Significance Level = 5%

$Step3$: Finding the P-Value:

In [6]:
cc_df = df[df['payment_type'] == 1]

cash_df = df[df['payment_type'] == 2]

#significance level:
sl = 0.05

#calculating the p-value
p_value = stats.ttest_ind(a = cc_df['fare_amount'], b = cash_df['fare_amount'], equal_var=False)

print("P-Value:", p_value[1])

print('P-Value < Significance Level:', (p_value[1] <sl))

P-Value: 6.797387473030518e-12
P-Value < Significance Level: True


$Step4:$ Reject or Fail to Reject Null Hypothesis

Since P-Value is less than company's significance level, we can reject the null hypothesis.

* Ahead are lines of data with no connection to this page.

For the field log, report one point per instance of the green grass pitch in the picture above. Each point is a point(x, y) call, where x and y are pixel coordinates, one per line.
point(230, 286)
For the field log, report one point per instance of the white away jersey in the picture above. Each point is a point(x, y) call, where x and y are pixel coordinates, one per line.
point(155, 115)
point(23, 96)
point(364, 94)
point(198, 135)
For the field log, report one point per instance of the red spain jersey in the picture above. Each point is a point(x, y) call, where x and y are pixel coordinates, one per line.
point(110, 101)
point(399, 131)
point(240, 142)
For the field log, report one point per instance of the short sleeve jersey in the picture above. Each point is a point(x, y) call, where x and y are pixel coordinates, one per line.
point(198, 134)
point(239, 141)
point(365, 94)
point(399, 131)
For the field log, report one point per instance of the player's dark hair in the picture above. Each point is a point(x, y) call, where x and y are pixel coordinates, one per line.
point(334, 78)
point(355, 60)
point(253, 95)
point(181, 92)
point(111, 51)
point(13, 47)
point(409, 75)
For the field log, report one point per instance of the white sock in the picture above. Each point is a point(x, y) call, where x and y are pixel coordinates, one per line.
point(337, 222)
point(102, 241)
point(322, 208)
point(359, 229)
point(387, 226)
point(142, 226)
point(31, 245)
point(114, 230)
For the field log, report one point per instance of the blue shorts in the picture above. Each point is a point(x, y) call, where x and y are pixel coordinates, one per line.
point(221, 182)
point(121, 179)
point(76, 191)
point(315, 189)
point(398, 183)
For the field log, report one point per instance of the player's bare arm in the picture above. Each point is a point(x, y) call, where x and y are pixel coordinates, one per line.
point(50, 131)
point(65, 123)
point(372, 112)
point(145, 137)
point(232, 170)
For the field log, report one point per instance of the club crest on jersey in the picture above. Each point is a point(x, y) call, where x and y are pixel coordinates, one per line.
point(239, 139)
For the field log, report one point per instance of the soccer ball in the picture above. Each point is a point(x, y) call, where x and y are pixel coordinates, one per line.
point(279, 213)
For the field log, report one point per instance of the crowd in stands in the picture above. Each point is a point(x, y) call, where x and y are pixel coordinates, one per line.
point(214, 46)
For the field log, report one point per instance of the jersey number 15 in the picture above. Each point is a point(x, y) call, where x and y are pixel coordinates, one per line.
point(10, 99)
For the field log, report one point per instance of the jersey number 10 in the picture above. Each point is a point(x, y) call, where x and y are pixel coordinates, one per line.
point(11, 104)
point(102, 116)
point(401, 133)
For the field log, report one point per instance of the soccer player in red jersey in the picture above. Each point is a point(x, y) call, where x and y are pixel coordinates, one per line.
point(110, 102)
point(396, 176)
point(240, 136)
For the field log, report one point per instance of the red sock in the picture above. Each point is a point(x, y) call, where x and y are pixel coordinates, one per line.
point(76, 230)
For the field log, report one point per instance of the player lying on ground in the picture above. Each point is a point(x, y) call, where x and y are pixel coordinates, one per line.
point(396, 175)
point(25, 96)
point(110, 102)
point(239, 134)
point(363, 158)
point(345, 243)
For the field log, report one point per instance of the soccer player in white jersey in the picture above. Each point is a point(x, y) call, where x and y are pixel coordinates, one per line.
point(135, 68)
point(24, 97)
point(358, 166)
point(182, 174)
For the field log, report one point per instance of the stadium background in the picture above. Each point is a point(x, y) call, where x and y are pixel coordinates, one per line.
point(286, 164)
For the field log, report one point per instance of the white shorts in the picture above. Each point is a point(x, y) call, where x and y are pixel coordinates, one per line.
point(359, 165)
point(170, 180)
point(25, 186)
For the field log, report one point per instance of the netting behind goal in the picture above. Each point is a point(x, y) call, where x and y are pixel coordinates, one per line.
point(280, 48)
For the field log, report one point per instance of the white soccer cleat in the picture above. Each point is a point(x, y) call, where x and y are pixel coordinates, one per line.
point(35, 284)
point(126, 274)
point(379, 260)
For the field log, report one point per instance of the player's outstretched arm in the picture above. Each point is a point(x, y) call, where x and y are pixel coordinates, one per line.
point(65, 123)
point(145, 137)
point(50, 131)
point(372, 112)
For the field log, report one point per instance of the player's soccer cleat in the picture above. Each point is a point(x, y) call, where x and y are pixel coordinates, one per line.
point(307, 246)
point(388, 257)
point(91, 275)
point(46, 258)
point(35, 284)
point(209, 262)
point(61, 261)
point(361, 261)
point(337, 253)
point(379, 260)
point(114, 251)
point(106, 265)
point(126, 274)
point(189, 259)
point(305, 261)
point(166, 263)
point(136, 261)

That means, there is a difference in the average fare amount between customers who use credit cards and customers who use cash.

NOTE:

This project requires an assumption that passengers were forced to pay one way or the other, and that once informed of this requirement, they always complied with it. The data was not collected this way; so, an assumption had to be made to randomly group data entries to perform an A/B test. This dataset does not account for other likely explanations. For example, riders might not carry lots of cash, so it's easier to pay for longer/farther trips with a credit card. In other words, it's far more likely that fare amount determines payment type, rather than vice versa.